The timing reports after implementation on Vivado showed a slack of 1.615ns for a required period of 20ns, giving a 18.385ns clock period. Thus, the frequency of the FPGA after implementation is roughly 54MHz (54,392167 MHz).

The hardware modifications on the FPGA are listed in Table 3.

Table 3: Hardware impact on the FPGA

|                              | Before | After implementation |
|------------------------------|--------|----------------------|
| LUT                          | 26639  | 27034                |
| Flip-Flops (included in LUT) | 22415  | 22893                |
| BRAM                         | 71     | 71                   |
| DSP                          | 4      | 4                    |

Table 3 shows the size of the perf\_baseline program once compiled by west after the implementation of our protection unit.

There is a 16 byte difference between the original program and our modified version. The modification of the Zephyr RTOS to take into account our new instruction is a plausible explanation.

We additionally have written a script to test our mechanisms on all of the RIPE testbench. On the base design, we found that out of the 587 attacks that produced a result (no errors), 236 were already countered. After implementation of our buffer overflow protection unit, this number went up to 504 attacks. Thereby, 268 attacks were stopped by the protection unit leaving only 83 attacks still working. The effectiveness of our solutions goes beyond the original ten attacks of the contest.
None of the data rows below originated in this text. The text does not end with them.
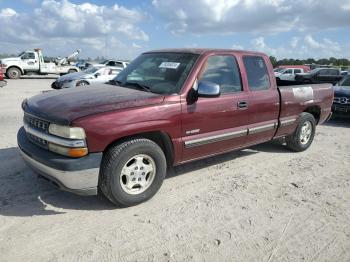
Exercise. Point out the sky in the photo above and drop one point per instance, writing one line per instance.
(125, 28)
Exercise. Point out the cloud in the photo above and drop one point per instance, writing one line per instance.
(254, 16)
(301, 48)
(7, 13)
(62, 26)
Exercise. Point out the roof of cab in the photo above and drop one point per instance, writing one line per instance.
(201, 51)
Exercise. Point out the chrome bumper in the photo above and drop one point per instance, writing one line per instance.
(3, 83)
(82, 182)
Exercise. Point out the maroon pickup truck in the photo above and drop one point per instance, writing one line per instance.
(166, 108)
(2, 81)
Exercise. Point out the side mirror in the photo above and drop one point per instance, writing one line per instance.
(208, 89)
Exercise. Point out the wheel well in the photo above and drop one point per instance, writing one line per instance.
(162, 139)
(315, 111)
(15, 67)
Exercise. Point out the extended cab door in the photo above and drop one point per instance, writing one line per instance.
(263, 101)
(30, 61)
(214, 125)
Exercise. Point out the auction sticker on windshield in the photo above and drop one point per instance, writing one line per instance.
(170, 65)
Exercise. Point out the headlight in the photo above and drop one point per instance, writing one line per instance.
(67, 132)
(67, 151)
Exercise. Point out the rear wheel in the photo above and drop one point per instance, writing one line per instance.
(303, 135)
(132, 171)
(82, 83)
(13, 73)
(72, 71)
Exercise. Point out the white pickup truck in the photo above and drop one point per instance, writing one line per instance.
(288, 74)
(32, 62)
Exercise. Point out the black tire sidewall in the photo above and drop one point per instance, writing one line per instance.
(80, 83)
(13, 69)
(304, 118)
(118, 163)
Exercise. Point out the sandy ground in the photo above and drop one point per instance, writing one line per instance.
(259, 204)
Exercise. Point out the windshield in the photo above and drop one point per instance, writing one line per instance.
(345, 81)
(278, 70)
(91, 70)
(161, 73)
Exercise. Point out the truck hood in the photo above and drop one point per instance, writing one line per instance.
(342, 91)
(64, 106)
(73, 76)
(10, 59)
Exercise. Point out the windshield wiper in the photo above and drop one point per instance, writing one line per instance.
(114, 82)
(138, 85)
Table 4: Hardware impact on the FPGA

| Memory Region | Used Size | Region Size | %age Used |
|---------------|-----------|-------------|-----------|
| RAM           | 61952 B   | 1 GB        | 0.01%     |
| IDT_LIST      | 0 GB      | 2 KB        | 0.00%     |

## 9.3 Implementation beyond the scope of the contest

In this paper, we identified machine behaviours which could allow an attacker to hijack the control flow of a program and we blocked them through the processor's design. While this approach does block an attacker from executing malicious code or reading protected data, it could also lead to unexpected crashes for a legitimate developer. It is possible to create a GCC plugin which detects these patterns upon compilation and creates a warning or an error that is easy to correct. We made one such plugin which identifies the pattern 5 and creates a warning. A proof of concept is available at in our team's GitHub under the plugin and warning folders.
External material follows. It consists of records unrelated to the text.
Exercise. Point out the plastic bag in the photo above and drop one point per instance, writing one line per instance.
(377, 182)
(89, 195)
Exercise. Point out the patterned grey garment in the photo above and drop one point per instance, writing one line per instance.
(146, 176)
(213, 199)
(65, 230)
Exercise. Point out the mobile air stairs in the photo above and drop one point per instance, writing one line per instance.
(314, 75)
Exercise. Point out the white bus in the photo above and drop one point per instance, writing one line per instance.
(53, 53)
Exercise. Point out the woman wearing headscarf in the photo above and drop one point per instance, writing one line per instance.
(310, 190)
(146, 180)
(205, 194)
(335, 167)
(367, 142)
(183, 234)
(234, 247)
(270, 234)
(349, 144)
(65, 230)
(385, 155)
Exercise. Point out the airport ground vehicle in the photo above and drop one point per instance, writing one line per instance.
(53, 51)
Additionally, the solutions in this report focus on detection. They could ideally be implemented together in the form of an IDS (Intrusion Detection System). A possible continuation would be to create a language to program the IDS so that its parameters can easily be altered depending on the applications. With the plugin mentioned above, they provide a straightforward coding experience for the developer.

In the annexe available in the report folder of our GitHub, every solution has been formalised. We think this formalisation could help develop the tools mentioned above.

#### 10 Conclusion

The hypotheses introduced in this report were used to implement a new functional unit in execute stage of the pipeline. These solutions countered all ten of the contest's attacks but also 236 RIPE attacks of the 587 we tested on the processor. These results show the relevancy of the implementation in targeting broader attacks. They also have a very marginal impact on the overall performance, with practically no impact on execution time (relative difference of 0.07%).
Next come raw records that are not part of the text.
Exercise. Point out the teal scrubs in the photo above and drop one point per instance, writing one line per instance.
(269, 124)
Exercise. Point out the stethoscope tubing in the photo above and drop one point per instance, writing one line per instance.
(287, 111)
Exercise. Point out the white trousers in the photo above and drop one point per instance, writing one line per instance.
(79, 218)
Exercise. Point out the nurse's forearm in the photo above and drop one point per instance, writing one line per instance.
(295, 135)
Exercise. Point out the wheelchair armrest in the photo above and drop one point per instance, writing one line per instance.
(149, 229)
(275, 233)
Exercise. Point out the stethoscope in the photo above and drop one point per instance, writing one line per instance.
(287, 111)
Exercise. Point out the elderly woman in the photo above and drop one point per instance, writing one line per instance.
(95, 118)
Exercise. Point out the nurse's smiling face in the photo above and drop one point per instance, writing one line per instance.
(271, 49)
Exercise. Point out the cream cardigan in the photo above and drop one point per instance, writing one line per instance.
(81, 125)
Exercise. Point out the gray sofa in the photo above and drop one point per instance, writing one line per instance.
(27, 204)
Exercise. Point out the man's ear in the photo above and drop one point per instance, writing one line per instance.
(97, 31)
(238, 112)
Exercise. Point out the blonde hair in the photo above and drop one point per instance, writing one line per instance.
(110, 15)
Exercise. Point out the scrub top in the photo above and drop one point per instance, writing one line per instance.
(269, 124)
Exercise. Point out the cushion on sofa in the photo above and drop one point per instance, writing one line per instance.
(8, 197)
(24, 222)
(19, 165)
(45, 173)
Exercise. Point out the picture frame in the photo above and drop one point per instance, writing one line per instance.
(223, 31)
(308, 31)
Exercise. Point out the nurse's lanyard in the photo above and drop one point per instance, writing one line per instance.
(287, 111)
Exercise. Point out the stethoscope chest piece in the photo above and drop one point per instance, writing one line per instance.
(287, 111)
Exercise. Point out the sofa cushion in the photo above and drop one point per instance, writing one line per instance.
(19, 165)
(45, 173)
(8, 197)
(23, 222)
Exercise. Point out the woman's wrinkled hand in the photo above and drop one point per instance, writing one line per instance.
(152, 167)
In order to defeat the remaining non-countered attacks from the RIPE testbench, we could use a similar methodology and suggest a more complete solution. In the case of real world applications, the development of a complete IDS is required as our current research crashes the processor when a flag is raised. Additional tools like a complete GCC plugin are also needed so that a legitimate developer knows if their code could be recognised as illegitimate according to our hypotheses.